His contribution to the culture was recognised by the American Jazz Museum in Kansas City when he was invited to produce the Inaugural International Exhibition in 2005, and where he returned in 2008 to present his work in the Jazz in Black and White: Bebop and Beyond exhibit.
William's work has been exhibited at international festivals and galleries in the U.K. and throughout the world including The Royal Academy of Arts London, Amsterdam, Bremen, Cape Town, Havana, Hong Kong, The Hague, Las Vegas, Los Angeles, New York City, Orlando, Toronto and Utrecht.

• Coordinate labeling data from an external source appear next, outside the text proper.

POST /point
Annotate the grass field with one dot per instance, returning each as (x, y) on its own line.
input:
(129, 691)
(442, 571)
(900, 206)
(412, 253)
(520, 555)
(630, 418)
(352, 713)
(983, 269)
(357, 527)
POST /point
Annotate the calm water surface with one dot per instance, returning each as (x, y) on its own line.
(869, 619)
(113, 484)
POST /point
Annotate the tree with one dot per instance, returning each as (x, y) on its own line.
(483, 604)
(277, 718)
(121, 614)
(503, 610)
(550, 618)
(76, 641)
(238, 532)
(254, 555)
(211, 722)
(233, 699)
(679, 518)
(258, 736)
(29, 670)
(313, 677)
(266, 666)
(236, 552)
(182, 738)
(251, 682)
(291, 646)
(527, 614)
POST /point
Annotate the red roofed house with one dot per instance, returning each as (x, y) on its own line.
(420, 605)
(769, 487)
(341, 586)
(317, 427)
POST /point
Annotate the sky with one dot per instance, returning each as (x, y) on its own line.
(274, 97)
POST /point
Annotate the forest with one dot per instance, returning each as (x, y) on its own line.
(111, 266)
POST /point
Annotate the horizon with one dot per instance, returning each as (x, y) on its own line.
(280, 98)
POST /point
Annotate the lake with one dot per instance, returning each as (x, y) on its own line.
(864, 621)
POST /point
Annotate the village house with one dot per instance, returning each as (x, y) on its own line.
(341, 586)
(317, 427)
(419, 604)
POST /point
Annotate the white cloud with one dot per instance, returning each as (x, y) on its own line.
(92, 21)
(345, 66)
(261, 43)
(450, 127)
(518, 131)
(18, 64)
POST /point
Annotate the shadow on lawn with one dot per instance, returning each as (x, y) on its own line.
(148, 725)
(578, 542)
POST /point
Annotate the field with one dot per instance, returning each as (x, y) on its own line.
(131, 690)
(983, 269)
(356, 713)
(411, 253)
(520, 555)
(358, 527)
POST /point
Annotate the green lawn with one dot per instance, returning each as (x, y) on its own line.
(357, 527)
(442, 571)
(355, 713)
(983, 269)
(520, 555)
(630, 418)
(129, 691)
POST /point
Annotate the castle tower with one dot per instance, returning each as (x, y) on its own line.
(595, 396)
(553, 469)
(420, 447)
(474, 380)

He serves on the committee of the Milt Hinton Award for Excellence in Jazz Photography along with his peers.
His images have been used in the JAM (Jazz Appreciation Month) Outreach program in the United States initiated by the Smithsonian Institution and many of his pictures are in private collections worldwide - including those of the musicians with whom he has worked. His portrait of Stan Tracey is in the collection of the National Portrait Gallery, London.
The work continues, shooting front of house and backstage at the world's legendary clubs and festivals. William's insightful portraits, telling performance and exquisite still life images play their part in creating the visual heritage of today's international music scene.
One LP is his current major project and has recently been launched to critical acclaim.